Technical Report CS-2006-18

Title: RepeatsHunter: a tool for identifying and visualizing tandem repeats
Authors: Ydo Wexler, Amir Rix, Ron Lange, Avi Nehama, Yael Danin-Poleg, Michael Shmoish, Yechezkel Kashi and Dan Geiger
Abstract: Tandem Repeats (TRs) are head to tail perfect or approximate duplications that abundantly occur in genomic sequences. They tend to be highly polymorphic due to large variation in the number of repeats. These repeats are known to be the cause of several diseases as well as useful markers for genetic studies. In recent years several algorithms for detecting approximate tandem repeats were suggested.

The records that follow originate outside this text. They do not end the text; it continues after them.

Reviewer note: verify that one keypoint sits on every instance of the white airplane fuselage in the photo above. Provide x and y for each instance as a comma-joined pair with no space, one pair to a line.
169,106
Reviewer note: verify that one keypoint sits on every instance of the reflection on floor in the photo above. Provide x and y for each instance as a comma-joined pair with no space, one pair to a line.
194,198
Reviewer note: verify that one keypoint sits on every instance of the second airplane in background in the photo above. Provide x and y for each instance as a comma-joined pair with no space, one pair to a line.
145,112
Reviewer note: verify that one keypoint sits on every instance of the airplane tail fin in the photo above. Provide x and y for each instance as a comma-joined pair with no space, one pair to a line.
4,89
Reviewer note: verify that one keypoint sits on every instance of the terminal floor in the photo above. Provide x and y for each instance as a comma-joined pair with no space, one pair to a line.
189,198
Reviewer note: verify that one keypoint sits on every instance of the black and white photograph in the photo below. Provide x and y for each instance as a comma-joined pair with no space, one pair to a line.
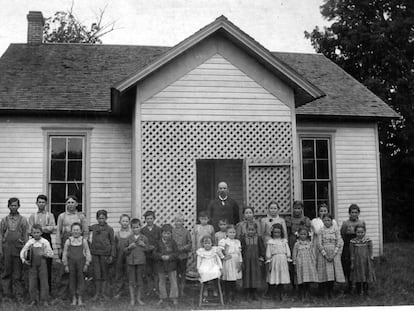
206,154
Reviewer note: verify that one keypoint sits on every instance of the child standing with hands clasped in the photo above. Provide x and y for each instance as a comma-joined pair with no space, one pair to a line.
39,249
304,262
277,256
76,258
135,252
103,252
362,260
329,256
232,262
254,252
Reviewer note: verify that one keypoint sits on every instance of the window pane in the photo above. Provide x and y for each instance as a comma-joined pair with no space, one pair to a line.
58,148
309,208
322,149
308,169
307,149
57,170
322,169
58,193
74,170
75,189
308,190
75,146
323,190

However, often due to technological limitations, sequencers designate a base 'N' meaning "no call" when they are unable to call a base at a specific position, and many genomic sequences contain the letter 'N' in addition to the four letters of DNA. Current algorithms for detecting approximate tandem repeats are designed to process sequences with known symbols, and therefore, do not correctly detect TRs in sequences that contain the symbol 'N'. Here, we present an efficient algorithm for detecting approximate tandem repeats in genomic sequences that may contain the symbol 'N'. The ideas and methods underlying the algorithm are described and its effectiveness on genomic data is demonstrated. This algorithm is incorporated in a new tool called RepeatsHunter that enables to search perfect as well as approximate tandem repeats of different kinds, and then visualize them via the UCSC Genome Browser.